MADDE 47: Başyücelik hükümeti, tek tek bütün ferdlerinin yeme, içme, barınma, çalışma ve kazanma, mülkiyet edinme, iş teşebbüsünde bulunma ve ticaret yapma haklarını kefâlet altına alır. İslâm Birleşik Devletleri hududları dahilinde bir tek aç, açıkta, işsiz ve barınaksız kimse bulunamaz.

MADDE 48: Başyücelik Hükümeti, yeni iş sahaları açmak, sermaye hareketlerini yönlendirmek ve zorunlu hâllerde istimlâk ve istirdad politikası uygulamakta en yüksek yetkili organdır. Bilhassa geçmişte kurulmuş olan din ve ahlâk dışı iş sahalarının kapatılması ve onlara paralel olarak yeni iş sahalarının açılması, sermaye ve iş sahiblerinin bu alanlara yönlendirilmesi, hükümetin görevleri arasındadır. Buna bağlı olarak;

Anayasanın yürürlüğe girmesinden önce açılmış din ve ahlâk dışı iş kollarını, Başyücelik Hükümeti, alternatif yatırım ve çalışma sahaları göstererek kapatabilir. Büsbütün haksız kazanç olduğu mahkeme kanalıyla tesbit edilen veya anayasanın yürürlüğe girmesinden sonra din ve ahlâk dışı olarak bulunulan teşebbüsler ise, anayasa ölçüsüne sığmayan tüm menkul ve gayrımenkuller için sözkonusu olmak üzere, bakanlar kurulu kararıyla istimlâk ve istirdad edilebilir.

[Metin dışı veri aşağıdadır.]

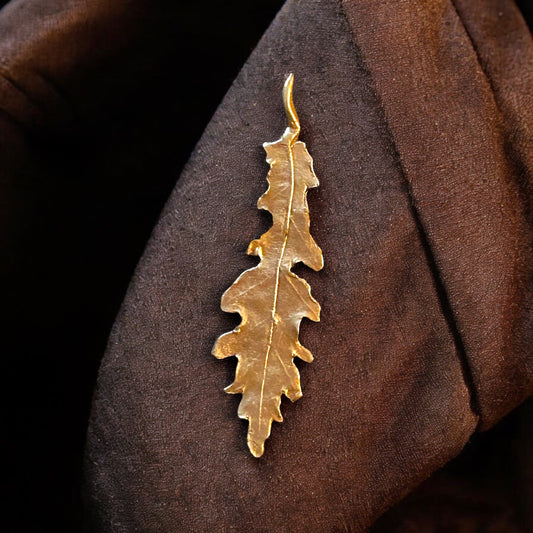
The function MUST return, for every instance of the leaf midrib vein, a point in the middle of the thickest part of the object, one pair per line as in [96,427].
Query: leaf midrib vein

MADDE 49: Sermayenin birkaç elde birikmesi suretiyle bir sınıf tahakkümü ve ardı sıra sınıf mücadelesi oluşmasına müsaade edilemez. “Mülkiyet hakkına bağlı cemiyet sermayedarlığı” formülüne göre, sermaye ve emek, birbirine ortak olucu ve birbirini bütünleyici yönde sevk ve idare edilir. Buna bağlı olarak;

Ne resmî ne de gayrıresmî surette, faiz uygulanamaz. Faizle eş anlama gelen emeksiz ve üretimsiz, sermayenin kendi kendini şişkinleştirmesinden ibaret kazanç şekilleri bulunamaz. Faiz ve haksız kazanç yolları kanunla tarif edilir.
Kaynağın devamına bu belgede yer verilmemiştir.